Molasses Spice Cookies
Makes: 36 to 48 cookies, depending on preferred cookie size
2 1/2 cups (300 grams) chickpea flour
1 tablespoon ground ginger
2 1/4 teaspoons baking soda
1 teaspoon ground cinnamon
1/2 teaspoon fine sea salt
1/4 teaspoon ground cloves
1/2 cup coconut palm sugar or packed light brown sugar
1/2 cup natural cane sugar, plus more for rolling
3/4 cup (1 1/2 sticks) unsalted butter, softened
1 large egg
6 tablespoons dark molasses (not blackstrap)
In a medium bowl, whisk together the flour, ginger, baking soda, cinnamon, salt and cloves.
In another medium bowl, using a mixer, beat the coconut sugar, 1/2 cup cane sugar and the butter on medium speed for 1 to 2 minutes, until light and fluffy. Scrape the sides and bottom of the bowl with a rubber spatula. Add the egg and molasses; beat for 1 minute, until blended and smooth. Stir in the flour mixture by hand until just blended.
Tightly cover the bowl with plastic wrap and refrigerate the dough for 1 hour or up to 24 hours.
Preheat the oven to 325 degrees. Line a large baking sheet with parchment paper.
Fill a small, shallow plate with natural cane sugar. Roll tablespoons of dough into balls and then roll them in sugar to coat. Place 2 inches apart on the prepared baking sheet.
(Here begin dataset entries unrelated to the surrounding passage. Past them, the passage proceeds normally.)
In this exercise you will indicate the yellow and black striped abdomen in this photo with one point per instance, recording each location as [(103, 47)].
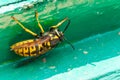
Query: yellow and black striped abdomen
[(32, 47)]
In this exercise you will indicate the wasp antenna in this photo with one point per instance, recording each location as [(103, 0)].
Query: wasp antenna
[(67, 26)]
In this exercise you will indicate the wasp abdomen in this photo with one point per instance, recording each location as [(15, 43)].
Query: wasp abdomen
[(31, 47)]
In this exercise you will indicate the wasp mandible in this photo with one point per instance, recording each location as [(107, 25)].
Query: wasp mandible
[(43, 42)]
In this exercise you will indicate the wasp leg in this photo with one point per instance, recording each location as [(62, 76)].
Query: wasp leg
[(36, 15), (27, 30), (60, 23)]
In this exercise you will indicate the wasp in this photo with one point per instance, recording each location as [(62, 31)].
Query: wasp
[(43, 42)]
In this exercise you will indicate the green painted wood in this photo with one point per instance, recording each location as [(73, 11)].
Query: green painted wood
[(94, 31)]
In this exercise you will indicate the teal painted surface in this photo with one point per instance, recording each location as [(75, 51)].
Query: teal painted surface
[(94, 31)]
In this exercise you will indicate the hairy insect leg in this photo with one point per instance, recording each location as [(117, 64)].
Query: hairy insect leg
[(60, 23), (27, 30), (40, 26)]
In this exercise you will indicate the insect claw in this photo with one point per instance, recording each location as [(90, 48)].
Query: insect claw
[(11, 49)]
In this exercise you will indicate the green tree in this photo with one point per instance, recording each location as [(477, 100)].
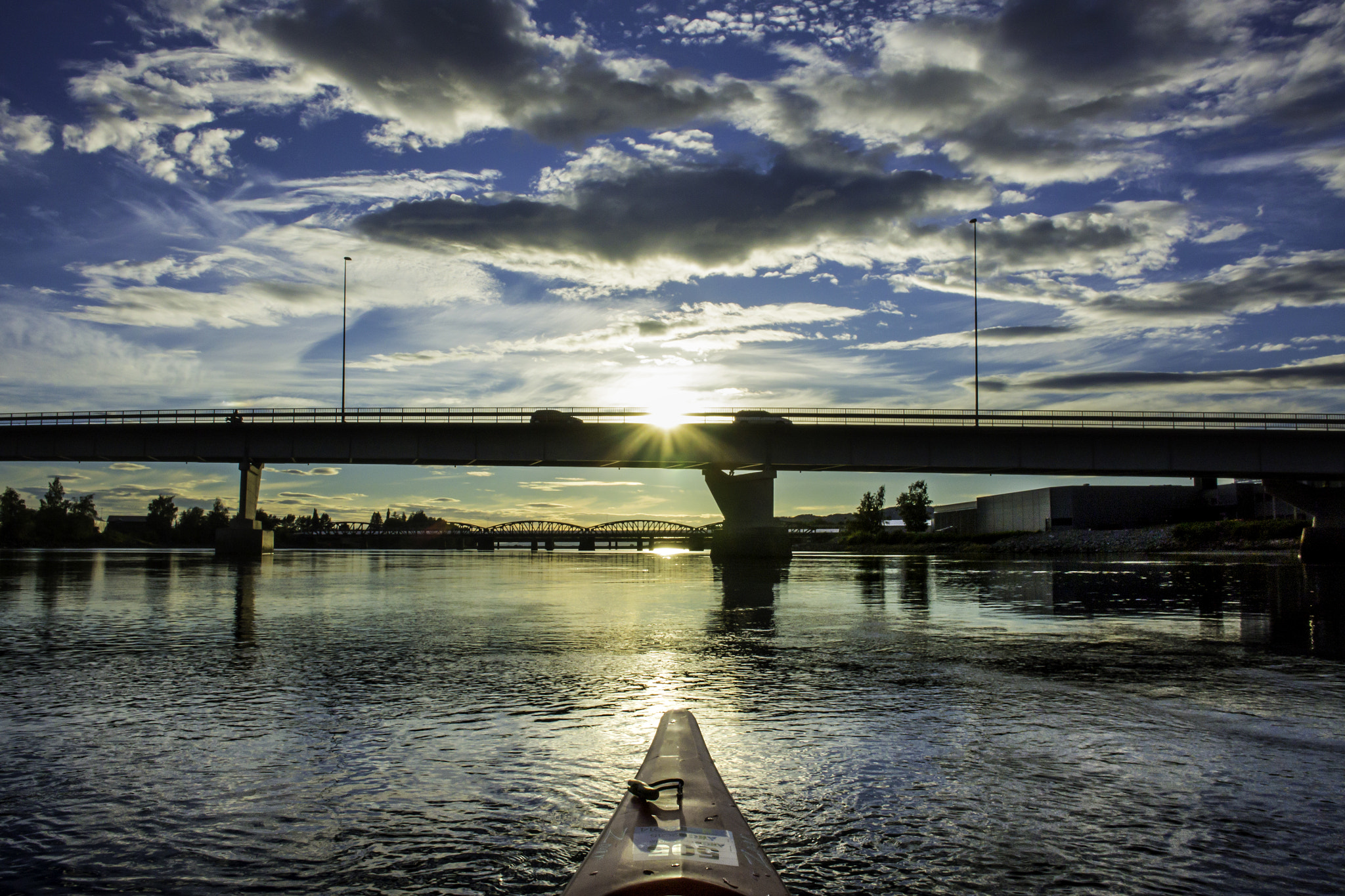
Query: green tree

Bake for 14 to 19 minutes, until the tops are cracked and the edges are set (centers will be slightly soft). Let cool on the pan on a wire rack for 3 minutes, then transfer directly onto the rack with a spatula to cool completely.
Store cooled cookies in an airtight container in the fridge for up to 5 days or in the freezer for up to 2 months.
— Recipes from "The Chickpea Flour Cookbook" by Camilla V. Saulsbury.